Berlin : Deutlich mehr Bürger als vor vier Jahren nutzten die Briefwahl

Bei den Wahlen zum Abgeordnetenhaus in Berlin zeichnete sich schon am Sonntagmittag eine geringe Beteigung ab. Bis 12.00 Uhr gaben 24,1 Prozent der Wahlberechtigten ihre Stimme ab. Wie die Landeswahlleitung mitteilte, waren bei den vergangenen Wahlen 1995 um diese Zeit bereits 27,2 Prozent der Berliner in den Wahllokalen. Damals lag die Wahlbeteiligung insgesamt bei 68,8 Prozent.

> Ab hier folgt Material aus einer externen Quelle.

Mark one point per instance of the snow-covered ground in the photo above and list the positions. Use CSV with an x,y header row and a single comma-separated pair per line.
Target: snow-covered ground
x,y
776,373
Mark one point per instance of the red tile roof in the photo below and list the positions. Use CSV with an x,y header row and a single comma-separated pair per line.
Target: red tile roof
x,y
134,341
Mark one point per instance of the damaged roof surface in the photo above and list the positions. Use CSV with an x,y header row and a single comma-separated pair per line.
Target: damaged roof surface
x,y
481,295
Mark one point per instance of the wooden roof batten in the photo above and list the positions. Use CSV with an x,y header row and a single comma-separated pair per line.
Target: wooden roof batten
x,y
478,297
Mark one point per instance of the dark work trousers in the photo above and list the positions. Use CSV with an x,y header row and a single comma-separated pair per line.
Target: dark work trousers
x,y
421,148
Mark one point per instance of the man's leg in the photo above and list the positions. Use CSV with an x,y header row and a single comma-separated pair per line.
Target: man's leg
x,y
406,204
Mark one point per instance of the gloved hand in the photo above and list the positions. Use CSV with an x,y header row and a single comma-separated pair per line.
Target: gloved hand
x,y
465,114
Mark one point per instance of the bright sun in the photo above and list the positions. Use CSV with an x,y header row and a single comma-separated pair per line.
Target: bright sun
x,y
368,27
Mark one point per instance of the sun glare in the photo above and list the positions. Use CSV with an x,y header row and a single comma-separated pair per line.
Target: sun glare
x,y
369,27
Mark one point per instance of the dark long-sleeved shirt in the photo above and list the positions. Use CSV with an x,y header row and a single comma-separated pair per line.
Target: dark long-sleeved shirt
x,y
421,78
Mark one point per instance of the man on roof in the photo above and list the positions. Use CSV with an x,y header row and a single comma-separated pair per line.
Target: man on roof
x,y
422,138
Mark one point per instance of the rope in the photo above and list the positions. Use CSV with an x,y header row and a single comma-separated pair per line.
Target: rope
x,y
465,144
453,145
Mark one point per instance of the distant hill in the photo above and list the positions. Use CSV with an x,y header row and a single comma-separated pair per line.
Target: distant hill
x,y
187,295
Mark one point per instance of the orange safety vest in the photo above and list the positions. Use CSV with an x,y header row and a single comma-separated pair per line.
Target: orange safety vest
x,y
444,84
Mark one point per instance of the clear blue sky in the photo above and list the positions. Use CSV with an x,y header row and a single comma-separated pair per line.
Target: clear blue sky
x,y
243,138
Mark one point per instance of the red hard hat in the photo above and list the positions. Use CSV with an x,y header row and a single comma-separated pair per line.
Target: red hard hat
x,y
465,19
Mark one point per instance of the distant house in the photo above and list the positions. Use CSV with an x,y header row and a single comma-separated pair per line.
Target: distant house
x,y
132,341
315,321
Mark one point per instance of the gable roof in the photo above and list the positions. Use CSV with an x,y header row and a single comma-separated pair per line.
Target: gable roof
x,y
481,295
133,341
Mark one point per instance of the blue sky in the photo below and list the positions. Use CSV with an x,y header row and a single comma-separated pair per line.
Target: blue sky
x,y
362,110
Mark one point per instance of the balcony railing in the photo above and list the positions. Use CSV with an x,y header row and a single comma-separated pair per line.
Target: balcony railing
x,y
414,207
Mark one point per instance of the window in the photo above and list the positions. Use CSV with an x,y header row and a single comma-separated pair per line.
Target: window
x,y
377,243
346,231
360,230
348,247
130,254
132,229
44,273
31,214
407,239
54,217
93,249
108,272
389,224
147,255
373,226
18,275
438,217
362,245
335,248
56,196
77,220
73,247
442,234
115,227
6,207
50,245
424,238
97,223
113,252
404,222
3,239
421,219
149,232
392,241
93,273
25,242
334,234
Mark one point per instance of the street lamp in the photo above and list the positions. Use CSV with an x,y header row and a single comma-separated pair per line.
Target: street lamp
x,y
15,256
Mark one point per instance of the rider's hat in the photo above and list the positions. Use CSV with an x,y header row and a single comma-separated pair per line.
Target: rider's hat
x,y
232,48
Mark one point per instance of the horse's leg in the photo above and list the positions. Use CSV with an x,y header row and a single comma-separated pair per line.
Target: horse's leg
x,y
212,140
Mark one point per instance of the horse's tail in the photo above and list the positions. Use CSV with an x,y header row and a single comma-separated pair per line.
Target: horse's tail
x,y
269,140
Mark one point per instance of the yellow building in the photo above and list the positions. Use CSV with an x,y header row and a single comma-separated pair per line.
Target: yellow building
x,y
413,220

Am Nachmittag wurden Unregelmäßigkeiten bei der Wahl bekannt. Im Ost-Bezirk Prenzlauer Berg seien Stimmzettel für den Bezirk Schöneberg aufgetaucht, bestätigte die Landeswahlleitung einen Bericht des Rundfunksenders "Hundert,6". Ob es in anderen Bezirken ebenfalls zur falschen Ausgabe von Stimmzetteln kam, sei noch unklar. Durch die falsch ausgegebenen Scheine werde die Erststimme ungültig. Zu möglichen Konsequenzen wollte sich die Wahlleitung vorerst nicht äußern.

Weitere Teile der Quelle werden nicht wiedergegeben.